En ce milieu de semaine pluvieux à Bulle, les ouvriers finissent les travaux dans les deux derniers immeubles du complexe, peints comme les autres, en blanc et gris. Des bennes remplies de détritus attendent d’être évacuées. Tout sera prêt fin octobre, selon Andéol Jordan. Les premiers locataires ont pris leur quartier en novembre dernier.

Pour l’instant, presqu’un appartement sur deux est inoccupé. «Ce taux est conforme à la pratique, ne s’inquiète-t-il pas. La mise sous location n’est pas évidente lorsque le chantier est encore ouvert.» Il est convaincu que les logements trouveront preneurs d’ici à la fin de 2011. Pas d’inquiétude non plus du côté du bailleur de fonds, la Caisse interentreprises de prévoyance professionnelle (CIEPP) de Genève. A long terme, le retour sur investissement est garanti, estiment ses stratèges.

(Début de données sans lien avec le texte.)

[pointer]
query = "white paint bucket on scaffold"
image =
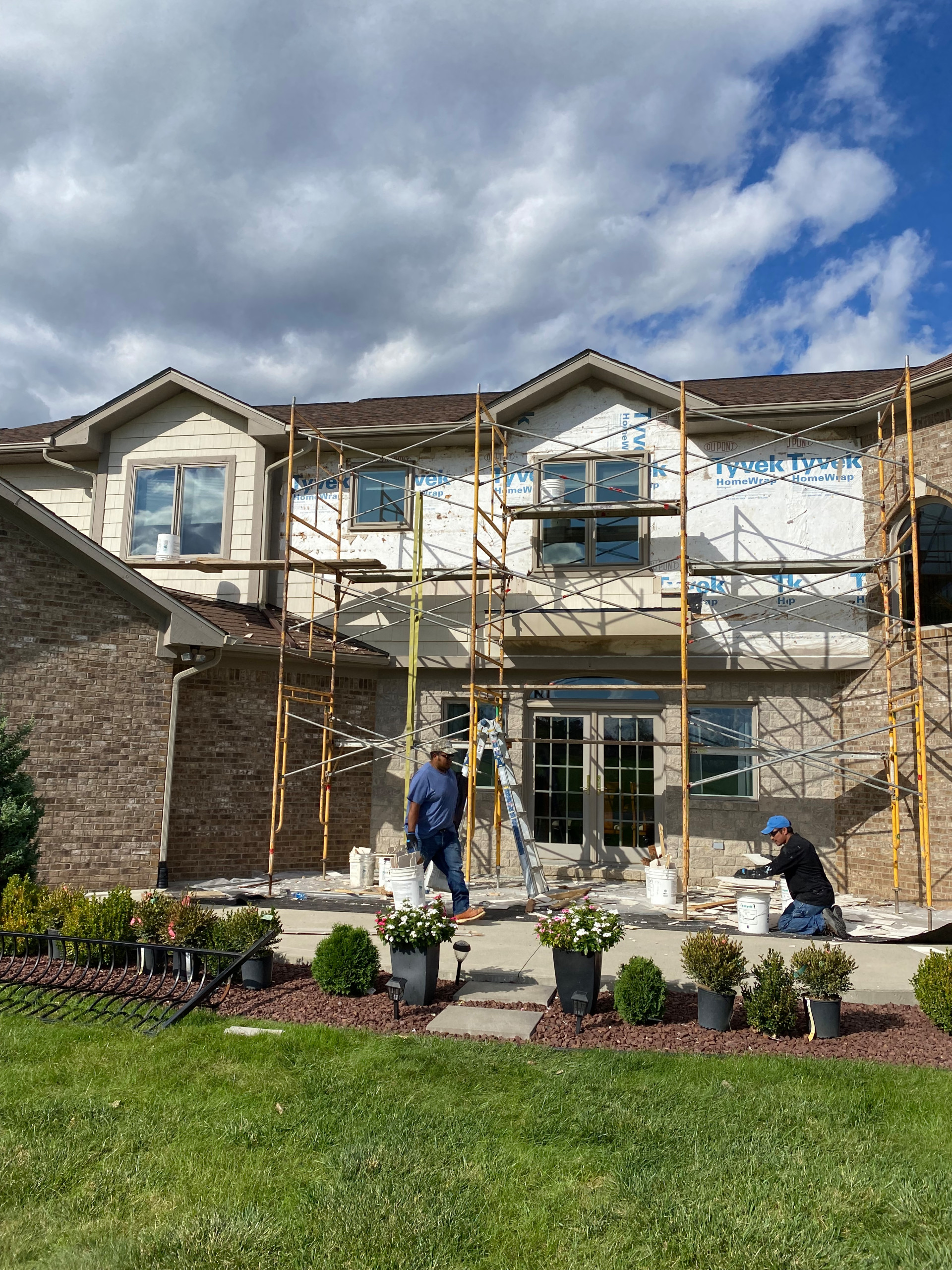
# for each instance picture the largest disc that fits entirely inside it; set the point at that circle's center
(407, 886)
(662, 887)
(754, 912)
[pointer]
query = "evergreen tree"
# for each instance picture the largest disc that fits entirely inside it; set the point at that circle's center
(19, 807)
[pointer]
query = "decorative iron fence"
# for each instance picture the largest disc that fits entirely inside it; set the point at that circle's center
(148, 986)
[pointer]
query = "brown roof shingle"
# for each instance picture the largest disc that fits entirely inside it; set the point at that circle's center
(259, 628)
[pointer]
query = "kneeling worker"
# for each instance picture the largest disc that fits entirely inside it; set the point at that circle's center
(431, 829)
(813, 911)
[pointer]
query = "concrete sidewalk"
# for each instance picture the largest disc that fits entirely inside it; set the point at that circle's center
(507, 951)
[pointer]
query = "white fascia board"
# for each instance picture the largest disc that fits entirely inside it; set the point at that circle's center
(87, 434)
(178, 625)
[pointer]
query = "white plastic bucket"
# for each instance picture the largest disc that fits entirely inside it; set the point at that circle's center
(168, 547)
(407, 886)
(754, 912)
(662, 887)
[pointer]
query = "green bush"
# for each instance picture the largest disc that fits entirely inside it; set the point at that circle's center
(347, 962)
(714, 962)
(244, 928)
(191, 925)
(932, 985)
(150, 916)
(771, 1004)
(640, 991)
(21, 810)
(823, 974)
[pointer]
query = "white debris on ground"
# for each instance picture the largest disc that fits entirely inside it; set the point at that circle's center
(714, 905)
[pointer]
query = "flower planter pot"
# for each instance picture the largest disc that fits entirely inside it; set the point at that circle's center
(151, 960)
(186, 965)
(823, 1017)
(715, 1009)
(420, 971)
(257, 972)
(577, 972)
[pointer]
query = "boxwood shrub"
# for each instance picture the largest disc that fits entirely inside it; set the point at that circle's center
(347, 962)
(640, 991)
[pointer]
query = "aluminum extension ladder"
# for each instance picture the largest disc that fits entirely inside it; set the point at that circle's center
(489, 732)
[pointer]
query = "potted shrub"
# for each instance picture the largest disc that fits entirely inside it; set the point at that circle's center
(347, 962)
(414, 937)
(578, 937)
(640, 991)
(150, 920)
(771, 1004)
(932, 985)
(239, 931)
(716, 963)
(823, 974)
(191, 925)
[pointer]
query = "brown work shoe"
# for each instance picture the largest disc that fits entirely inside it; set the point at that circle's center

«Les Résidences du marché» n’est qu’un des multiples projets immobiliers qui ont poussé comme des champignons à Bulle. Entre 2003 et 2009, 283 immeubles comptant 1356 appartements sont sortis de terre. L’an dernier, près de 250 dossiers ont été mis à l’enquête. En janvier 2010, les travaux ont commencé sur 435 appartements et 80 villas. Le nombre de projets en préparation à la même date s’élevait à 352, dont 239 appartements, 83 villas et 30 transformations. Au centre-ville, proche de la gare, les vitrines des régies exposent des listes interminables d’objets à louer ou à vendre. «Aujourd’hui, nous sommes entrés dans une phase de pré-crise, commente Pierrette Buntschu, directrice de l’agence immobilière Bussard SA. De nombreuses agences immobilières ont déchanté et mis la clé sous le paillasson.»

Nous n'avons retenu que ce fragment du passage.